|Title||Relationship between metabolic status and behavior in dairy cows in week 4 of lactation|
|Author(s)||Hoeij, R.J. van; Kok, A.; Bruckmaier, R.M.; Haskell, M.J.; Kemp, B.; Knegsel, A.T.M. van|
|Source||Animal (2018). - ISSN 1751-7311|
Animal Production Systems
|Publication type||Refereed Article in a scientific journal|
|Keyword(s)||continuous milking - dry period length - feeding behavior - lactogenic hormones - sensor technology|
Blood metabolite and hormone concentrations are indicative of metabolic status, but blood sampling and analysis is invasive and time-consuming. Monitoring behavior can be done automatically, and behaviors may also be used as indicators of metabolic status. The aim of this study was to analyze the relationships between metabolic status and feeding behavior, lying behavior, motion index and steps of dairy cows in week 4 postpartum. Behavioral data from 81 Holstein-Friesian cows were collected using computerized feeders and accelerometers, and blood samples were collected for analysis of free-fatty acid (FFA), β-hydroxybutyrate (BHB), glucose, insulin, IGF-1 and growth hormone (GH) concentrations. First, cluster analysis was performed to categorize cows as having poor, average, good or very good metabolic status based on their plasma FFA, BHB, glucose, insulin, IGF-1 and GH concentration. Subsequently, the performance and behavior of cows in clusters with poor, average and good metabolic status were compared using GLM. Cows with a poor or average metabolic status tended to have greater fat-and-protein-corrected milk yield than cows with good metabolic status. Furthermore, cows with a poor metabolic status had a lower energy balance and dry matter intake (DMI) than cows with an average or good metabolic status and had a lower number of meals than cows with good metabolic status.

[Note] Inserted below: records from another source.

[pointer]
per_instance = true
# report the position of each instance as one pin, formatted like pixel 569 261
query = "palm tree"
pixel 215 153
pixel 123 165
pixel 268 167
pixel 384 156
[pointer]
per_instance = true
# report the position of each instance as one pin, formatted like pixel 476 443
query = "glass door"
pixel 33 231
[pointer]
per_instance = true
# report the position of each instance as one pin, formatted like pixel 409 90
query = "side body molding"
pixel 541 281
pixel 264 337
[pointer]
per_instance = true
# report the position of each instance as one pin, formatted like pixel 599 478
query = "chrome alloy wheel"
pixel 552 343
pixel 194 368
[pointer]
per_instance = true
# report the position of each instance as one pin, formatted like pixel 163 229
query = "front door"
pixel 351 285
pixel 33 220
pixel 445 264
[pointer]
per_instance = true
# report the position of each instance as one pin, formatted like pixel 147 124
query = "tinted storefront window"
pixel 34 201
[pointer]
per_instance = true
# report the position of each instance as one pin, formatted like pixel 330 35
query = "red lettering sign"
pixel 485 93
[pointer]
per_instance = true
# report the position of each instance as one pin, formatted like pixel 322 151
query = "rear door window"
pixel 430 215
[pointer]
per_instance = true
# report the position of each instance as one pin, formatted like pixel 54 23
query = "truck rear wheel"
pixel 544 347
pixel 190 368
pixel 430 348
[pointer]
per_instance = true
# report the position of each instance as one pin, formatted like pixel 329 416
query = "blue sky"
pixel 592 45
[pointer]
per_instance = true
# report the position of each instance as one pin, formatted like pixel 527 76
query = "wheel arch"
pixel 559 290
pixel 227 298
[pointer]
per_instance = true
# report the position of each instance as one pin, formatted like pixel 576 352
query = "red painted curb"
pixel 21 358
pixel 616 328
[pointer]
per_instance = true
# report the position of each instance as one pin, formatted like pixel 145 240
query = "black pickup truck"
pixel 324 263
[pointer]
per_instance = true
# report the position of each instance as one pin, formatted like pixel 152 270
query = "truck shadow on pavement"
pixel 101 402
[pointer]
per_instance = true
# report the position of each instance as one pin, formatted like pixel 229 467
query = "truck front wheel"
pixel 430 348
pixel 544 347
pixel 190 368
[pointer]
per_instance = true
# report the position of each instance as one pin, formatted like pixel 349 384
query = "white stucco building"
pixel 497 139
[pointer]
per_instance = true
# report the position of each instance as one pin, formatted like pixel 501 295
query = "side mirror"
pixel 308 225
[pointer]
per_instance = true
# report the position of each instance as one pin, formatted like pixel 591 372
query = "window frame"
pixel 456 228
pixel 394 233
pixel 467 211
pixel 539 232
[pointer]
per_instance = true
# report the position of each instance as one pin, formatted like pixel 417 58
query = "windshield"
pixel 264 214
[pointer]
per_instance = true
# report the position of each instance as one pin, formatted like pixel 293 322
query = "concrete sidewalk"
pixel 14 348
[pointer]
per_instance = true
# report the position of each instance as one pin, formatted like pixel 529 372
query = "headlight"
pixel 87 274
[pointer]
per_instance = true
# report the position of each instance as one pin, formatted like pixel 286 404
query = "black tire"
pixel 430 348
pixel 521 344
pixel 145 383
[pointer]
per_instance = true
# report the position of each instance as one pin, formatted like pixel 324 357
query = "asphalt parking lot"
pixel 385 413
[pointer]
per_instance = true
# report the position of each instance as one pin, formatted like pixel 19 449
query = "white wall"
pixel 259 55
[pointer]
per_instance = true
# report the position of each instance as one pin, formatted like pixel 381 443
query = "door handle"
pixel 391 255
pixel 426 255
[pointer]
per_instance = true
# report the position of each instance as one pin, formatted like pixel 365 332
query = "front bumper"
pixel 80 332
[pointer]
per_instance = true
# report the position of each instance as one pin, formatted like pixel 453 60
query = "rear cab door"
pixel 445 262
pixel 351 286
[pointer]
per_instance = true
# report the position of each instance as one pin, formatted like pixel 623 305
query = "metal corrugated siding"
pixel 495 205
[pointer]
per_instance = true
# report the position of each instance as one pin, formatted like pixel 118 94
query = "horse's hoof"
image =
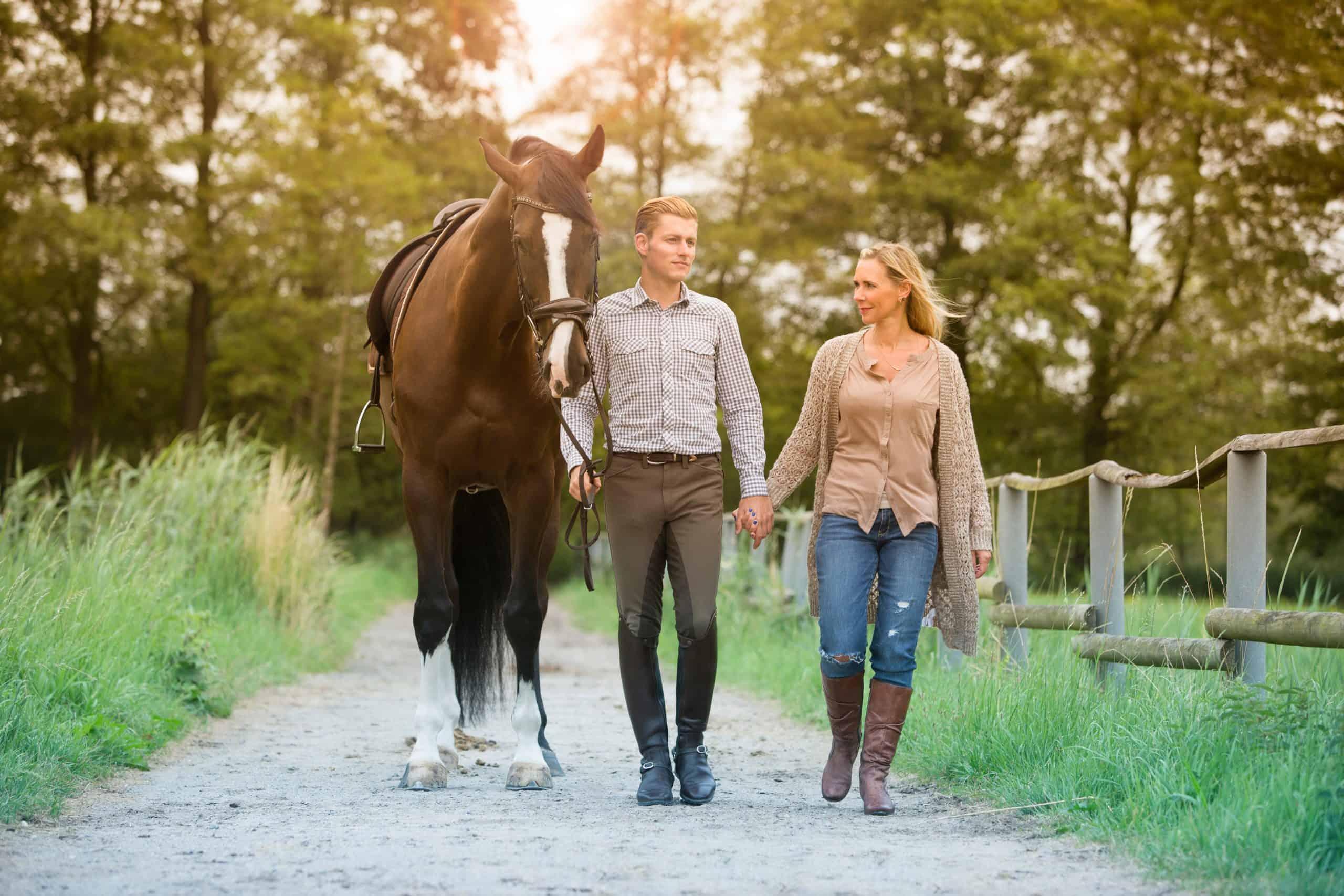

Daily number of visits to the feeder and lying time tended to be positively related with metabolic status. Feeding rate (kg/min), daily meal time (min/day), number of lying bouts per day, steps and motion index were not related with metabolic status. In conclusion, better metabolic status in dairy cows in early lactation was associated with a greater DMI, increased feeding activity and a tendency to more time spent lying, compared with poor metabolic status. These results suggest that compromised metabolic status is reflected in altered cow's behavior in week 4 of lactation.